Content Copyright © 2020 Bloor. All Rights Reserved.
Also posted on: Bloor blogs
Informatica has announced the acquisition of GreenBay Technologies. Unless you are a keen follower of Informatica, or of the University of Wisconsin (from which GreenBay was a spin-off) you won’t have heard of GreenBay, as it had yet to come to market. Nevertheless, Informatica had invested in the company last year because it saw promise in its work on artificial intelligence and machine learning and saw the opportunity to further enhance its CLAIRE engine.
In practical terms, there are three major areas where GreenBay’s capabilities will be enhancing Informatica’s offerings. The first will be in providing increased automation for entity matching, through GreenBay’s CloudMatcher technology. This will be extended to support product matching. Secondly, schema matching, which will be integrated with Informatica’s data cataloguing, data integration and master data management solutions during the course of next year. Thirdly, the company also plans to introduce a cloud native Metadata Knowledge Graph (MKG), leveraging GreenBay’s technology to automatically generate data asset relationships expressed in the graph.
While Informatica might argue – perfectly reasonably – that entity and schema matching are at least as, or more important than MKG, my personal interests in graph technology mean that it is this aspect of this announcement that I am most interested in. So, I have enquired further about the MKG. This will be based on a property graph database. Initially, it will only be used internally by Informatica applications though the company plans to introduce user access to the MKG via an API at a later date. However, this will not be GraphQL.
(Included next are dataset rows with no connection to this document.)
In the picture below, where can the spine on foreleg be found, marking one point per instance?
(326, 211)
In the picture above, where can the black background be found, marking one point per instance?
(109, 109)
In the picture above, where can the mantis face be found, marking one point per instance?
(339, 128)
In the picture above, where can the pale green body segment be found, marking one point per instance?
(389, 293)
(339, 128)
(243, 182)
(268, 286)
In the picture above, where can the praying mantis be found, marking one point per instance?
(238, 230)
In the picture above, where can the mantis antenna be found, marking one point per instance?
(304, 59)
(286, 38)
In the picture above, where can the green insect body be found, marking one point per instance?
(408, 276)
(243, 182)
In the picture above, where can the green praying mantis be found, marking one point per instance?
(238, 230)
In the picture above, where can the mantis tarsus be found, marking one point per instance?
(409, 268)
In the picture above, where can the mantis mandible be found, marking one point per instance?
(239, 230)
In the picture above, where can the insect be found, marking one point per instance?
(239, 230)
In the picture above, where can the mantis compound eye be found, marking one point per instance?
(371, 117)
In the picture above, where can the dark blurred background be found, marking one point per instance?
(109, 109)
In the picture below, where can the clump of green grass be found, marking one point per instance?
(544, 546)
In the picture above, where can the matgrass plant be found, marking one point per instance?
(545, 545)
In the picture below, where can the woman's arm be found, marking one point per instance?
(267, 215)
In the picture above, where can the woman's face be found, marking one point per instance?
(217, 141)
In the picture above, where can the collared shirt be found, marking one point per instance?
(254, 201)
There are clearly benefits that Informatica, and its users, will gain from having an embedded MKG, not least the fact that relationships will be recognised and mapped automatically rather than manually, but I think this is a missed opportunity. there must be significant potential advantages for users that want to understand and explore their metadata through the MKG, beyond any visualisations that Informatica may provide. If its running on a graph database why not expose a Gremlin or openCypher interface? At the very least the company could support GraphQL.
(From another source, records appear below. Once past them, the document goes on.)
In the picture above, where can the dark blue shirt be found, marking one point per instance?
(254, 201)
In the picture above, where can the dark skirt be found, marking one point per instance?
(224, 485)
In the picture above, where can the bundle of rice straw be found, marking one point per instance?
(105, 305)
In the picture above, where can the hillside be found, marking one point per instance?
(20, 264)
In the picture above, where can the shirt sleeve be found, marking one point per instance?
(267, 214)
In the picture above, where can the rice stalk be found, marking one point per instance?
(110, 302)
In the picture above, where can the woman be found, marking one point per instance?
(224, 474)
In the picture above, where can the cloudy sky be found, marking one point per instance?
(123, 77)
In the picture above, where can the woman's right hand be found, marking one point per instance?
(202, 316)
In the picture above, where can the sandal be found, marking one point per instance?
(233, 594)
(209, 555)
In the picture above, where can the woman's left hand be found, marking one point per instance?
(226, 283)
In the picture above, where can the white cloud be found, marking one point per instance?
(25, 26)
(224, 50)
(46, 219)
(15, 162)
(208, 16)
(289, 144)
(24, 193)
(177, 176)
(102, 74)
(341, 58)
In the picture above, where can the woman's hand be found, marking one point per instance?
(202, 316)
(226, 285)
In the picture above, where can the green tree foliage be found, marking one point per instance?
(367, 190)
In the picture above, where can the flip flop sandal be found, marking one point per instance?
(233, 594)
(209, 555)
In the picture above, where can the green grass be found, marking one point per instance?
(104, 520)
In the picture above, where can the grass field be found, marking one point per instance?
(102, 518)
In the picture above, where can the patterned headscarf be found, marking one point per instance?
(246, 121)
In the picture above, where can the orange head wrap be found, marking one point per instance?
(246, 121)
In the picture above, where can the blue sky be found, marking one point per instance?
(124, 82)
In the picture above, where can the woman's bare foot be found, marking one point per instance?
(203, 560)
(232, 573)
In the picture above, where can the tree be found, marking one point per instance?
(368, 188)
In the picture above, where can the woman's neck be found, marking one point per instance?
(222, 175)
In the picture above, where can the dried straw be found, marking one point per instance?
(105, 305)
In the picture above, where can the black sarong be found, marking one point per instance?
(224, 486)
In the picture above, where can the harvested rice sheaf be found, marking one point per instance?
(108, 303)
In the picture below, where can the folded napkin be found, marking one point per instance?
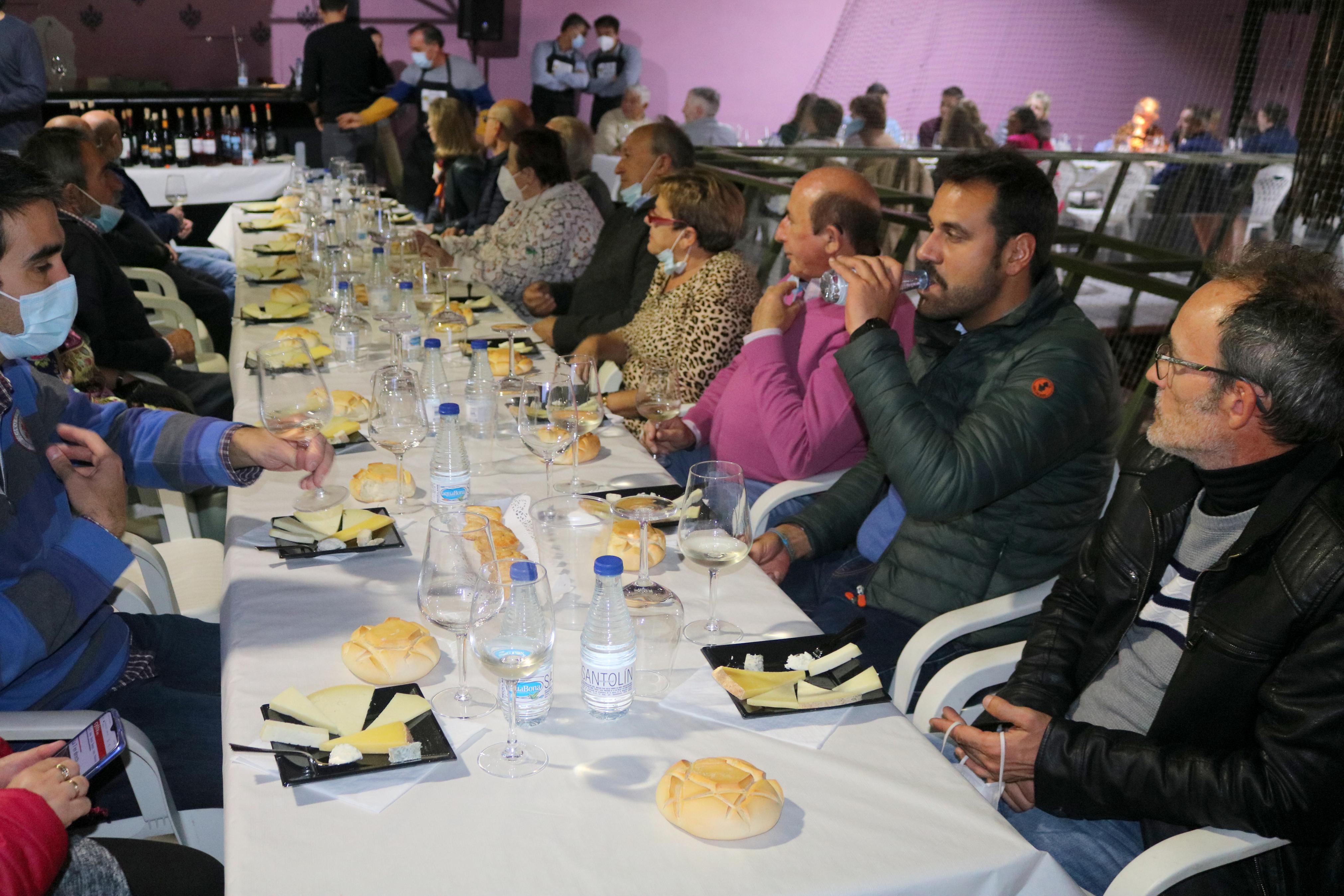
(378, 790)
(705, 698)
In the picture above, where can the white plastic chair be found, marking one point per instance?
(782, 492)
(1268, 192)
(201, 829)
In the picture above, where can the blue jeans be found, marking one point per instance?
(178, 710)
(1093, 852)
(211, 264)
(679, 467)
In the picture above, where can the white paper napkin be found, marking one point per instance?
(705, 698)
(373, 792)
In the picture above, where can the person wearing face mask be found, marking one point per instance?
(702, 296)
(613, 68)
(61, 526)
(990, 449)
(612, 288)
(109, 315)
(782, 410)
(432, 74)
(559, 72)
(548, 231)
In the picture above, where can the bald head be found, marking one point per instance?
(107, 132)
(832, 211)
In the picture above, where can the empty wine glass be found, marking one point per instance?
(714, 534)
(577, 405)
(542, 439)
(295, 406)
(513, 633)
(397, 421)
(459, 545)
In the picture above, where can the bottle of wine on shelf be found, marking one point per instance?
(207, 142)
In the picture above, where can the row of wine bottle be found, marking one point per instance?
(195, 143)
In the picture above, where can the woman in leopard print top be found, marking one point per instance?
(699, 304)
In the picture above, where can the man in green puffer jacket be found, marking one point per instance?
(990, 450)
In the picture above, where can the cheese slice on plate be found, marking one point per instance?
(296, 706)
(380, 739)
(405, 707)
(745, 684)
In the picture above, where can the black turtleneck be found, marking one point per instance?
(1241, 488)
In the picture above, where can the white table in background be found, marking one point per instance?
(874, 812)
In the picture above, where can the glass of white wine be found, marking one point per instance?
(577, 405)
(295, 406)
(513, 633)
(659, 394)
(397, 422)
(715, 534)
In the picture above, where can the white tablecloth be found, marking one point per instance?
(214, 183)
(876, 811)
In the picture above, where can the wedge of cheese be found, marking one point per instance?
(287, 733)
(347, 706)
(744, 684)
(832, 660)
(380, 739)
(405, 707)
(296, 706)
(782, 698)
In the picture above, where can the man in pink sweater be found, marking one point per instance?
(783, 409)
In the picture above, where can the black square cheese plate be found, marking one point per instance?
(427, 730)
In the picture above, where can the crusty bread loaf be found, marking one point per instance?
(720, 799)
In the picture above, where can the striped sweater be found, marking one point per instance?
(61, 644)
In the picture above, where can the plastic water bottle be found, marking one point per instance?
(449, 471)
(433, 383)
(608, 645)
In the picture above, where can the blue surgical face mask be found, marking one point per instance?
(48, 318)
(670, 267)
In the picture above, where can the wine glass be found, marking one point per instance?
(175, 190)
(659, 394)
(577, 406)
(542, 439)
(513, 632)
(294, 409)
(457, 546)
(714, 533)
(397, 421)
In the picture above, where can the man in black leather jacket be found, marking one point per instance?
(1187, 670)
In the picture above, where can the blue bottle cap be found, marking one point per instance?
(609, 565)
(523, 572)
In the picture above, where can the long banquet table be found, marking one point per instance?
(876, 811)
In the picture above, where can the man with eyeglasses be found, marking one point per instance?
(1186, 671)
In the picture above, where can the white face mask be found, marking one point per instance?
(509, 187)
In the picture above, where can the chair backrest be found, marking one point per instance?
(1268, 191)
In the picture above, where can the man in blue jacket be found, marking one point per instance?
(61, 644)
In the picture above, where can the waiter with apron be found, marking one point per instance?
(559, 72)
(613, 68)
(433, 74)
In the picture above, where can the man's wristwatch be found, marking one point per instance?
(867, 327)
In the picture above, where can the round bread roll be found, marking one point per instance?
(626, 545)
(394, 652)
(720, 799)
(377, 483)
(499, 362)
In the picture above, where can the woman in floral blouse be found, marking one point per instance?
(701, 302)
(546, 233)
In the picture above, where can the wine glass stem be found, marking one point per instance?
(713, 625)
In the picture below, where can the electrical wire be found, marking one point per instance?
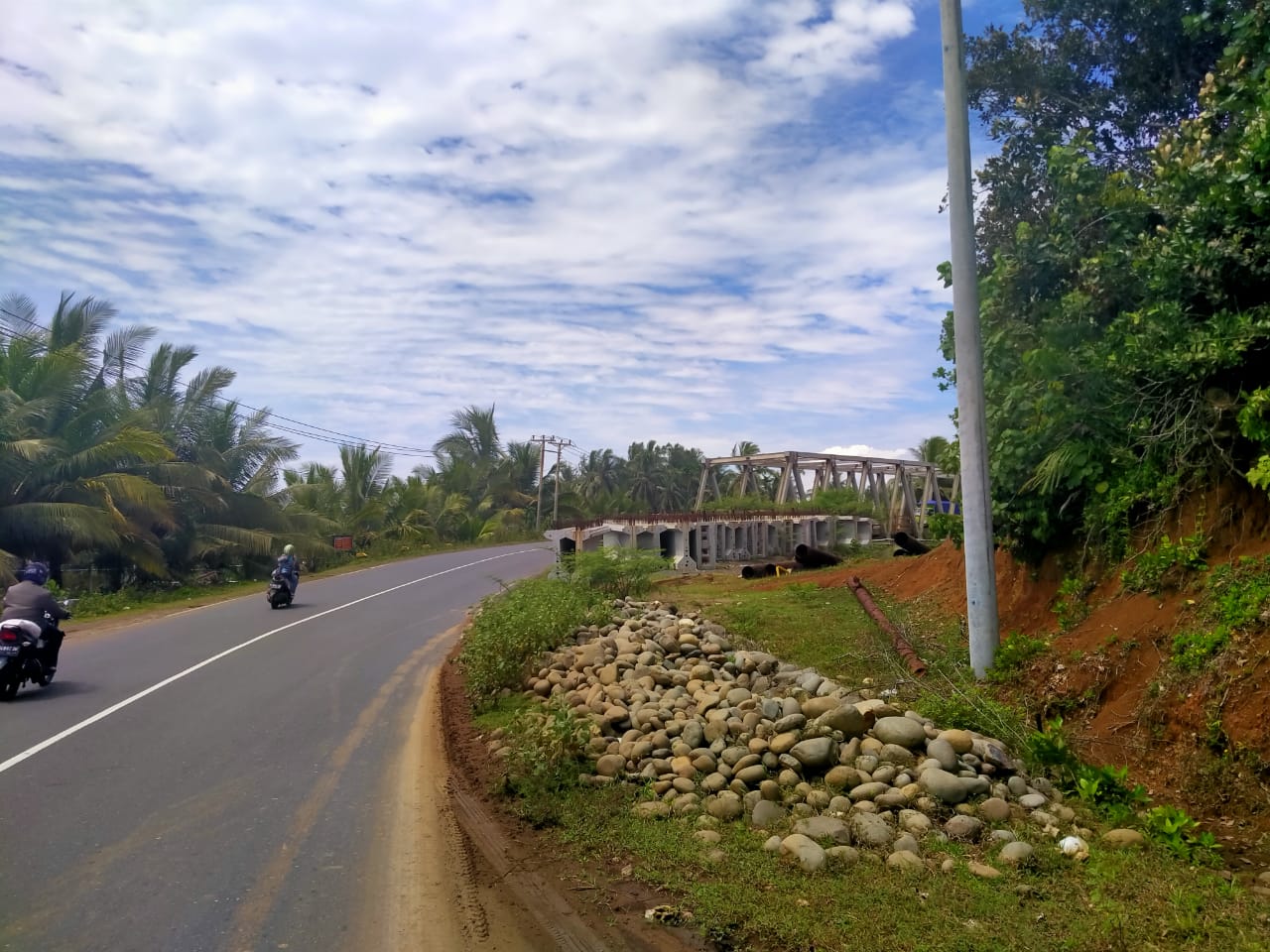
(310, 431)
Note that Informatica is not seeking to compete with semantic (RDF) graph database vendors that allow you to apply governance and other rules via SHACL (shapes constraint language) or even with Neo4j, which has a semantic plug-in that offers (limited) support for SHACL. Nevertheless, these are clearly in overlapping spaces, so the company may not position itself as competitive but that does not mean that the market will agree with it. Moreover, with products now being developed by rival vendors based on ODPi Egeria (which is also property graph based) it is certainly likely to be seen as competitive to this and it is in danger of being accused of vendor lock-in unless it at least announces that it is Egeria conformant even if it is not actually built on Egeria. What I would actually like to see Informatica do is to build the MKG on top of Egeria.
More generally, we are currently conducting some research into data management platforms designed to support (hybrid) cloud analytics environments. While we have not completed this research at the time of writing we can say that a number (not all) of the traditional rivals to Informatica are some way behind the curve when it comes to automation and the implementation of machine learning. The acquisition of GreenBay represents a doubling down on this existing advantage, which Informatica claims will give them a twelve-month lead over its rivals. Where it is already ahead of its competitors, I would guess that that is an under-estimate.